Conversar sobre el llanto
Esta mañana mi hijo me propuso que nos escondiéramos del virus, porque el virus, para mi hijo, está vivo; no es visible, no habla, pero está vivo
Juguemos a escondernos del virus, papá, me dijo esta mañana mi hijo de dos años y medio. Supongo que se había aburrido de que buscáramos a la llama Fabio o al reno Fabio o a la jirafa Fabio. (Hace un par de semanas decidió que todos sus peluches se llamarían, en adelante, Fabio).
Solía hablarle de su nacimiento, del momento exacto en que salió del vientre de su madre. Yo estaba ahí, le decía, y te tomé en brazos, tú no llorabas, pero yo sí, le decía. Era una conversación sobre el llanto, le explicaba que a veces lloramos de emoción. Entonces hablábamos mucho sobre el llanto y sobre la risa. Como él era bueno imitando sonidos de animales, subimos el grado de dificultad y empezamos a imitar risas y llantos de los animales. Cómo lloran los perros, cómo ríen los caballos, y así.

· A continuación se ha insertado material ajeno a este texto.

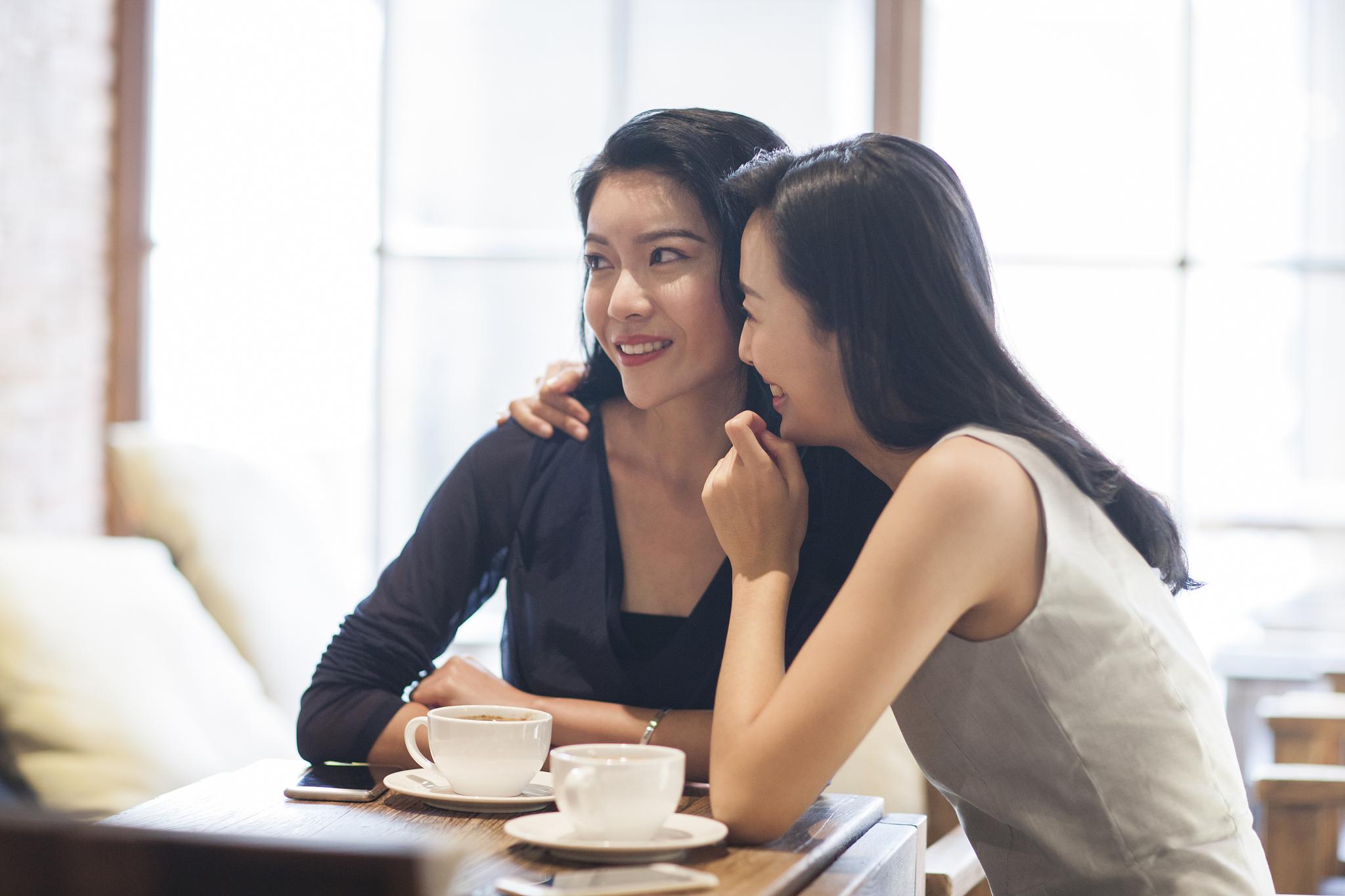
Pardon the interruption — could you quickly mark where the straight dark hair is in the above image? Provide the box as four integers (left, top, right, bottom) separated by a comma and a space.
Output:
726, 135, 1200, 594
574, 109, 785, 426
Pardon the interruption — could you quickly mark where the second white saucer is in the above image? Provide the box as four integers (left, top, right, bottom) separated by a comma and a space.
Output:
384, 769, 556, 814
504, 811, 729, 864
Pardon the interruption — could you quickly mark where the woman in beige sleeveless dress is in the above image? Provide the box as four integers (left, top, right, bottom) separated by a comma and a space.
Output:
703, 135, 1272, 896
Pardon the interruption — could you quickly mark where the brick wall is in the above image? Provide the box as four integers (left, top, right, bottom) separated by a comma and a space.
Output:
0, 0, 114, 533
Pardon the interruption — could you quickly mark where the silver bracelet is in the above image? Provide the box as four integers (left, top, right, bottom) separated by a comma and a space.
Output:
640, 710, 669, 747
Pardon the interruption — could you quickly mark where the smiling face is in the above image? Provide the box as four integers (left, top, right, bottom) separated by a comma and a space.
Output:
584, 169, 739, 410
738, 211, 862, 446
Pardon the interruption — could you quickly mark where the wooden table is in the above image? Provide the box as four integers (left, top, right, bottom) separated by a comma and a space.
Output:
105, 759, 925, 896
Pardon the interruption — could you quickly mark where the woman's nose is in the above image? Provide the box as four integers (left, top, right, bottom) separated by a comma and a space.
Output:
607, 270, 653, 320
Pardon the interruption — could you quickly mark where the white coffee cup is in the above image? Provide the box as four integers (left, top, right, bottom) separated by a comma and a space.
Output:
552, 744, 686, 840
406, 705, 552, 797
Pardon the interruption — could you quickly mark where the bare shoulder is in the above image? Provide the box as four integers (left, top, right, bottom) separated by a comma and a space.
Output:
894, 435, 1037, 524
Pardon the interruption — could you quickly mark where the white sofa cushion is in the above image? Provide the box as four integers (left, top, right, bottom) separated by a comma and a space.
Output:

Yo estaba ahí, le decía, y te tomé en brazos, llorando. Cuando le hablaba de esa escena, mi hijo me miraba serio y sereno, concentrado, pero también había en su cara la promesa de una carcajada futura. Una mañana, al desayuno, mezclando nuestras conversaciones sobre llantos y risas con nuestras conversaciones sobre los nombres de los seres y de las cosas, le dijo a su madre:
–Cuando yo nací, mi papá se puso a llorar pero de emoción. Y después se calmó y me preguntó mi nombre.
–¿Y le dijiste tu nombre?
–Sí, pero más o menos, porque todavía no sabía hablar bien.

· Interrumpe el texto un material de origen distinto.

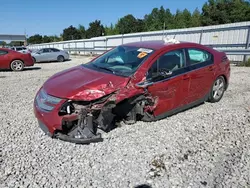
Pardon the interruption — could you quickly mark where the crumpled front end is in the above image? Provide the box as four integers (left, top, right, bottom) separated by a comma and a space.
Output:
34, 81, 157, 144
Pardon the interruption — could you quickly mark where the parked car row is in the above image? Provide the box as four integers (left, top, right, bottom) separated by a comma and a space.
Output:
0, 47, 69, 71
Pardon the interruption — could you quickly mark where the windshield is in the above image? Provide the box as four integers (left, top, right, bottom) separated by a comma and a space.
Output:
83, 46, 153, 76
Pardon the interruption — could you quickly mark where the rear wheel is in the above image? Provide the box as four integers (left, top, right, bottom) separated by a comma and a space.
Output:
209, 76, 226, 103
10, 60, 24, 71
57, 55, 64, 62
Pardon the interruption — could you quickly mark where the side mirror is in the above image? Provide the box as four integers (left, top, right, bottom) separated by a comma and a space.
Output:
158, 69, 173, 78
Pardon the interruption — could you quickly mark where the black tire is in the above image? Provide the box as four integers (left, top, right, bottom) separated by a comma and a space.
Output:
32, 57, 36, 63
57, 55, 64, 62
10, 60, 24, 72
208, 76, 226, 103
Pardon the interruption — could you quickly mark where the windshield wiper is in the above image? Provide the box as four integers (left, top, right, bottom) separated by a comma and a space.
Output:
93, 64, 115, 74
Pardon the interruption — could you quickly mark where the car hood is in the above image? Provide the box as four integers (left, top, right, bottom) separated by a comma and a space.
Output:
43, 65, 129, 101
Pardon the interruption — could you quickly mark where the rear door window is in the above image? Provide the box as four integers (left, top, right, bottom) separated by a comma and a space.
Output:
187, 48, 213, 66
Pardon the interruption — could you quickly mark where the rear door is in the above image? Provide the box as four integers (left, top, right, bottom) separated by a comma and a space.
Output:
147, 49, 189, 116
185, 48, 215, 103
0, 50, 10, 69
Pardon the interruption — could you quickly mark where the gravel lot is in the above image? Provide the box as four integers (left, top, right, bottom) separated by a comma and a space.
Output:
0, 57, 250, 188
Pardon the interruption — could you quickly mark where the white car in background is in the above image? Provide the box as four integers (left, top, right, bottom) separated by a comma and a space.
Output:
10, 46, 32, 54
31, 48, 69, 63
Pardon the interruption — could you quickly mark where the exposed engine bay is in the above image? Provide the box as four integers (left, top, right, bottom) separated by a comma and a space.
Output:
54, 92, 154, 144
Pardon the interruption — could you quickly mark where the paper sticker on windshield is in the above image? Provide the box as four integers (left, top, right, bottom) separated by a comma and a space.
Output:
137, 48, 153, 54
137, 52, 148, 59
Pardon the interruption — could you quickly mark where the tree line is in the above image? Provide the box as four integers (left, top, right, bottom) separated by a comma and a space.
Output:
27, 0, 250, 44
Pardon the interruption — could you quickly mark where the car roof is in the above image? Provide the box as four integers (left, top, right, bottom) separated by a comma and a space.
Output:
122, 40, 202, 50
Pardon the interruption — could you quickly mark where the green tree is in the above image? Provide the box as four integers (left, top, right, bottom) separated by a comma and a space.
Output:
201, 0, 250, 26
117, 14, 144, 34
227, 0, 250, 23
0, 41, 7, 46
43, 35, 53, 43
27, 34, 43, 44
86, 20, 105, 38
62, 25, 81, 41
182, 9, 192, 28
105, 23, 119, 35
191, 8, 201, 27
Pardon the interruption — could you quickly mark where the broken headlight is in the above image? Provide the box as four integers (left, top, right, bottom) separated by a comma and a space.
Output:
36, 89, 62, 111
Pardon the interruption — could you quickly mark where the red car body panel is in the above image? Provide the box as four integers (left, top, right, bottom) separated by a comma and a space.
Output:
0, 48, 34, 69
34, 41, 230, 137
44, 66, 129, 101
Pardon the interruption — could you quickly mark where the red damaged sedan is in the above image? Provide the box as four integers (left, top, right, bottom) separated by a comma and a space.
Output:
0, 48, 34, 71
34, 39, 230, 144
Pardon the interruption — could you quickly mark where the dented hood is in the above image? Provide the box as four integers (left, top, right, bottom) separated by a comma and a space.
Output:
43, 65, 129, 101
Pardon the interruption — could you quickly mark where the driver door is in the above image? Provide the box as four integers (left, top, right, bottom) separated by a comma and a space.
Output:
147, 49, 189, 116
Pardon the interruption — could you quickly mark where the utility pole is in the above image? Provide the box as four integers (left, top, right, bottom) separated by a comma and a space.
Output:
24, 28, 27, 47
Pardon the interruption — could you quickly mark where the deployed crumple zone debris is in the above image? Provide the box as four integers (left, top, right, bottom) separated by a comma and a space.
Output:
54, 86, 157, 144
34, 38, 230, 144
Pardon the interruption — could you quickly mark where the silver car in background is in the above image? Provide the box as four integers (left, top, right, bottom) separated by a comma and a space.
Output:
31, 48, 69, 63
9, 46, 32, 54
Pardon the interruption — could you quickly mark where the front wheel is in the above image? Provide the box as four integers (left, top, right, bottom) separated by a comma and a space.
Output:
10, 60, 24, 71
209, 76, 226, 103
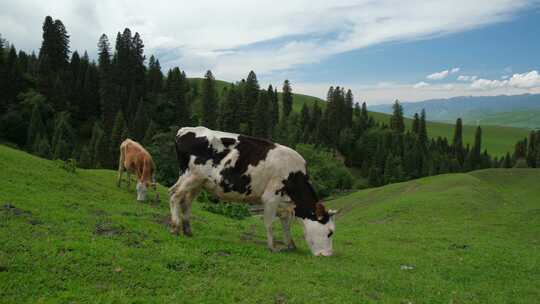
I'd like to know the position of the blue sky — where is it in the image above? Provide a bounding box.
[0,0,540,104]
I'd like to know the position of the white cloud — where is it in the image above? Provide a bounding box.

Al principio le entregábamos los peluches candidatos a objetos transicionales con sus nombres puestos, casi siempre era yo el encargado de bautizarlos: la cerdita Chanchisca, el pingüino Caluroso, la jirafa Rafalópez, el elefante Johnfante. Más temprano que tarde él tomó los controles bautismales y por unas semanas prefirió nombres de personas conocidas, es decir, nombres que fueran o funcionaran oficialmente como nombres, pero luego se lanzó a inventarlos y aparecieron nombres raros, difíciles de retener, probables onomatopeyas de lenguas europeas como Plilnp o Chifn o construcciones que sonaban medio náhuatl, como Tlulpit o Tlepot.

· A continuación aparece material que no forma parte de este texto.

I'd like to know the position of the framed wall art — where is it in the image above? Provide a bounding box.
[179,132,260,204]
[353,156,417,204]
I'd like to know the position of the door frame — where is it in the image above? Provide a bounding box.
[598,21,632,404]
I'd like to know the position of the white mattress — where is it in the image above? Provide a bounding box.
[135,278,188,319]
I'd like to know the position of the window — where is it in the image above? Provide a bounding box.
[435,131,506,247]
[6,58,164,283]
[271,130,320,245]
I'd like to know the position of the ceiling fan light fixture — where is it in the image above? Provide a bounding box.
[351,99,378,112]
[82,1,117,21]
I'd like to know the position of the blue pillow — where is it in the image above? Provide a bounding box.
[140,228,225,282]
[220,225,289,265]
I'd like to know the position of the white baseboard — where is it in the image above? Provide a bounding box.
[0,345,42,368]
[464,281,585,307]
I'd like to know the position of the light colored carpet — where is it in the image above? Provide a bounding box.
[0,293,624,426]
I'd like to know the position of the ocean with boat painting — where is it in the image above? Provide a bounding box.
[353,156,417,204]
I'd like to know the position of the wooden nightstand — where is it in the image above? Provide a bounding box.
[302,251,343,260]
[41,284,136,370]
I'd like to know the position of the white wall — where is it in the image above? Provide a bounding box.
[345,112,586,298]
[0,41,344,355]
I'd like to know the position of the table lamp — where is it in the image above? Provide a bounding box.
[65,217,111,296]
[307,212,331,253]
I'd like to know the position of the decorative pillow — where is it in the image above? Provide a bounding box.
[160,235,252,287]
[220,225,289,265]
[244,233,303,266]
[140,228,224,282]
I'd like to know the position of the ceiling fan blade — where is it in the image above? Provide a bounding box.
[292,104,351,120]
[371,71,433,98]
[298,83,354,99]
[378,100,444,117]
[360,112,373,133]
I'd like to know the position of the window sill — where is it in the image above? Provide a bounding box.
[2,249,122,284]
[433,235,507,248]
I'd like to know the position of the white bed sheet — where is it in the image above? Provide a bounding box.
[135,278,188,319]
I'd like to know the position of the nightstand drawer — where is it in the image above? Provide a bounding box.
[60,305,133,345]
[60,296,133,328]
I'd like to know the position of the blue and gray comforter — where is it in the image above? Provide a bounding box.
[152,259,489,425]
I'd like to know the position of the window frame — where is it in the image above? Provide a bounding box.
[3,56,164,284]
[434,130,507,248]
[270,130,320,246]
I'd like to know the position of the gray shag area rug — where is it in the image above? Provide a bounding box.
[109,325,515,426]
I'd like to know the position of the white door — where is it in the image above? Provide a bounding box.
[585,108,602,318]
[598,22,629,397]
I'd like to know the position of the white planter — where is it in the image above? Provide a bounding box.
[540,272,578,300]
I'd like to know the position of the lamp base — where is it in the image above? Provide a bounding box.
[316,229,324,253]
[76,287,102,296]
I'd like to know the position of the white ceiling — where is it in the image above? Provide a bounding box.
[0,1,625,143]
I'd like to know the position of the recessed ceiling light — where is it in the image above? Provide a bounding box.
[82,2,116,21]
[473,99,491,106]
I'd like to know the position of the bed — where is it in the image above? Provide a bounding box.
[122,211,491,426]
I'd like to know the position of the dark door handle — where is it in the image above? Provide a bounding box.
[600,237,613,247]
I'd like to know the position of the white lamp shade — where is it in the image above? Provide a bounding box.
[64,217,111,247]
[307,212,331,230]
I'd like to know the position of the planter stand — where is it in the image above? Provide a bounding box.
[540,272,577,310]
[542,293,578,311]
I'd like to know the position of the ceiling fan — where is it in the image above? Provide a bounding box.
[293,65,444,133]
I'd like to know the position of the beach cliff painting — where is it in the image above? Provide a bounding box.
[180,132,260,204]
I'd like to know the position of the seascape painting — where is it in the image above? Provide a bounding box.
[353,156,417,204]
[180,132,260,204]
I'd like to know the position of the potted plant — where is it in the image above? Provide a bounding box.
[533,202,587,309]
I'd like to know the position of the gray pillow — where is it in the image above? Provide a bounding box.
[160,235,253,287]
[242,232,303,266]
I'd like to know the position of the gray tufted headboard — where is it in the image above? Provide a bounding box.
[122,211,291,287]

En cuanto a su nombre, cuando lo dice en versión completa incluye los dos apellidos de su madre y el apellido materno de su abuela materna: Silvestre Zambra Barrera Velázquez Gutiérrez. Mi hijo cambia de nombre muchas veces en el día, pero son personajes, eso está claro. La decisión de inventar nombres nuevos para sus peluches viejos supone un cambio más estable, definitivo o provisoriamente definitivo.
Cuando se cansó de jugar a buscarme o a que yo lo buscara, empezamos a buscar a la llama Fabio o al reno Fabio o a la jirafa Fabio. Nosotros siempre éramos los que buscaban, no tenía sentido escondernos juntos, porque, aunque a veces lo disimulemos y evitemos supersticiosamente hablar del tema, los peluches están muertos, o más bien: no están vivos, nunca lo estuvieron. Y sin embargo esta mañana me propuso que nos escondiéramos del virus, porque el virus, para mi hijo, está vivo; no es visible, no habla, pero está vivo. Nos quedamos ahí, bajo la mesa, un minuto entero. Mi hijo reía mostrándome sus perfectos dientes de leche y yo también trataba de reír pero estaba paralizado de miedo.
Alejandro Zambra es autor de ‘Poeta chileno’ (Anagrama).